You had people living in what were called slums. They were got out of these slums by the good work of the Minister, but we should remember that when they go into new houses they have to pay 5/- where before they were paying 2/6, which means that they have 2/6 less for food. If I had to choose between keeping my family in a house that would be called a slum and feeding them well, and living in a good house for which I would have to pay £1 a week and half-starve my family, I should prefer to rear a healthy family in a slum house. People seem to forget that there is a snag in this matter of providing good houses for the people inasmuch as the extra 2/6 or 3/- means a terrible lot to poor people who may be in receipt of only 10/- or 15/- a week.
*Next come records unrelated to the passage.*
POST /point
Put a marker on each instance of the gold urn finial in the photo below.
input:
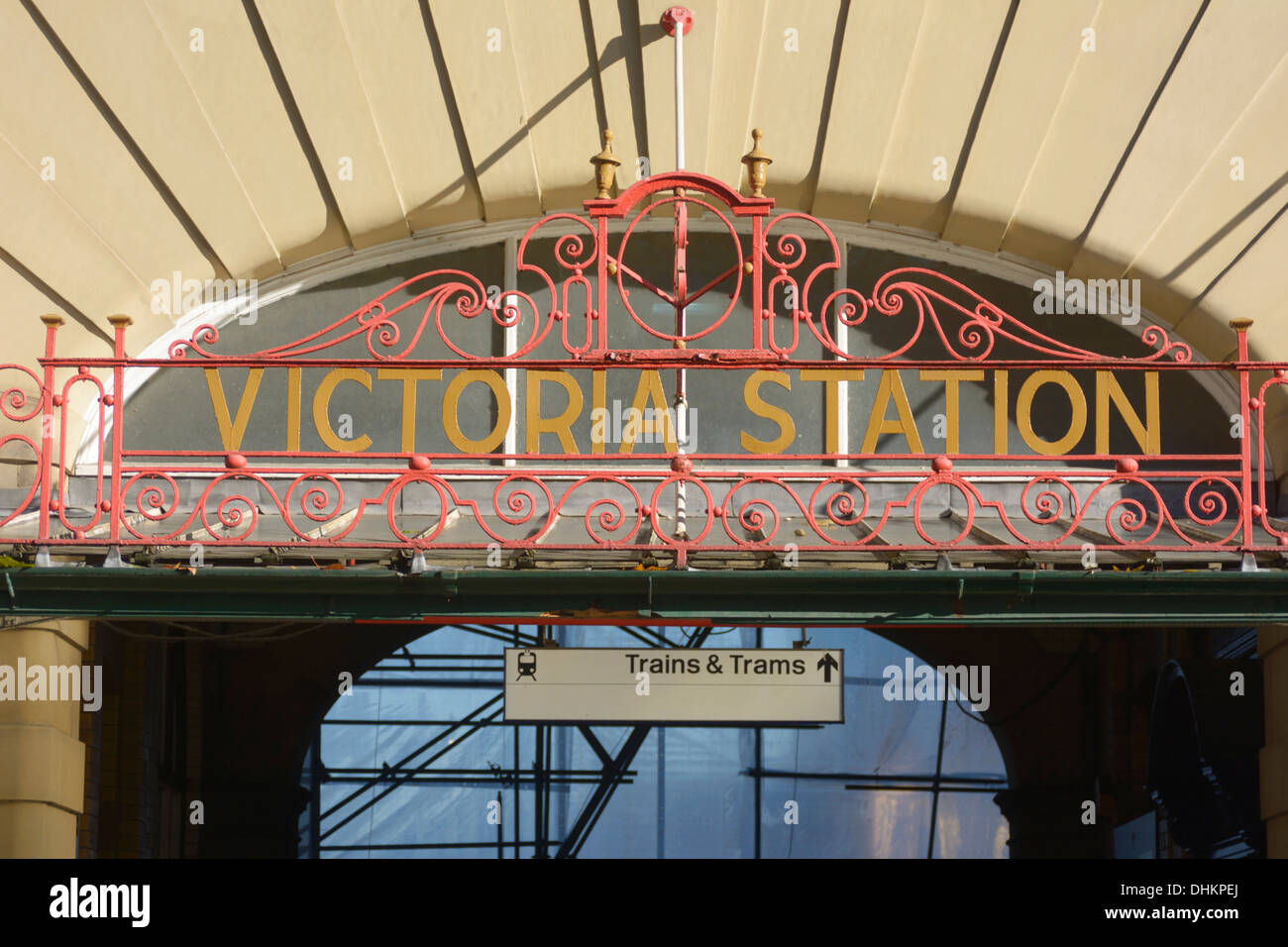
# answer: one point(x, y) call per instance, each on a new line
point(605, 166)
point(756, 161)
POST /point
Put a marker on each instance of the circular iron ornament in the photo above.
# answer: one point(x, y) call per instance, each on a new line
point(621, 269)
point(424, 538)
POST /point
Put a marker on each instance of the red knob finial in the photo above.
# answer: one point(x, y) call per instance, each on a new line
point(678, 14)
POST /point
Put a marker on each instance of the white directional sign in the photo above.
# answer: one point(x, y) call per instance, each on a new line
point(675, 685)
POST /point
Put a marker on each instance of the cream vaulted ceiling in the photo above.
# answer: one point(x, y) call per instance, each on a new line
point(250, 138)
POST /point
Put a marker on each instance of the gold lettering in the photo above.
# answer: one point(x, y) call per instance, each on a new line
point(294, 394)
point(561, 425)
point(322, 403)
point(232, 431)
point(408, 376)
point(1024, 411)
point(952, 401)
point(763, 408)
point(1146, 434)
point(892, 386)
point(1001, 429)
point(451, 405)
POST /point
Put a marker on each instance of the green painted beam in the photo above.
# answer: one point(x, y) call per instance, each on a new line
point(793, 596)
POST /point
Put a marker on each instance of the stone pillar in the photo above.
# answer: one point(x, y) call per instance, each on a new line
point(1273, 648)
point(1046, 822)
point(42, 758)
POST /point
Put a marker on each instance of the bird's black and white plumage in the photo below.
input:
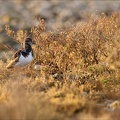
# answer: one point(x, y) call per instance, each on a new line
point(23, 56)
Nothing seems to be done to help the Minister to deal with the high cost of building. People seem to think it is their duty to collar every little grant that is made by the Minister, and very little of this money goes to the people who occupy the houses. Those who are interested in the question should consider this aspect of it and help the Minister, who, undoubtedly, has done great work in providing houses for the working classes. They should see if the cost of building could not be reduced so that the Minister could build a larger number of houses and, above all, have those houses let at a lesser rent. So far as the Minister and his Department are concerned, they have, undoubtedly, done great work, but the members of the Dundalk Urban Council have a real grievance in connection with that scheme of 48 houses on Saint Alphonsus Road. Without any display of egotism, I may say that Dundalk Urban Council have done their part in the provision of proper housing accommodation. We feel that we have been very badly treated, and the tenants feel that they have been badly treated by the Department of Local Government in allowing only 15 per cent. of the loan charges where in all equity they should have allowed 33? per cent.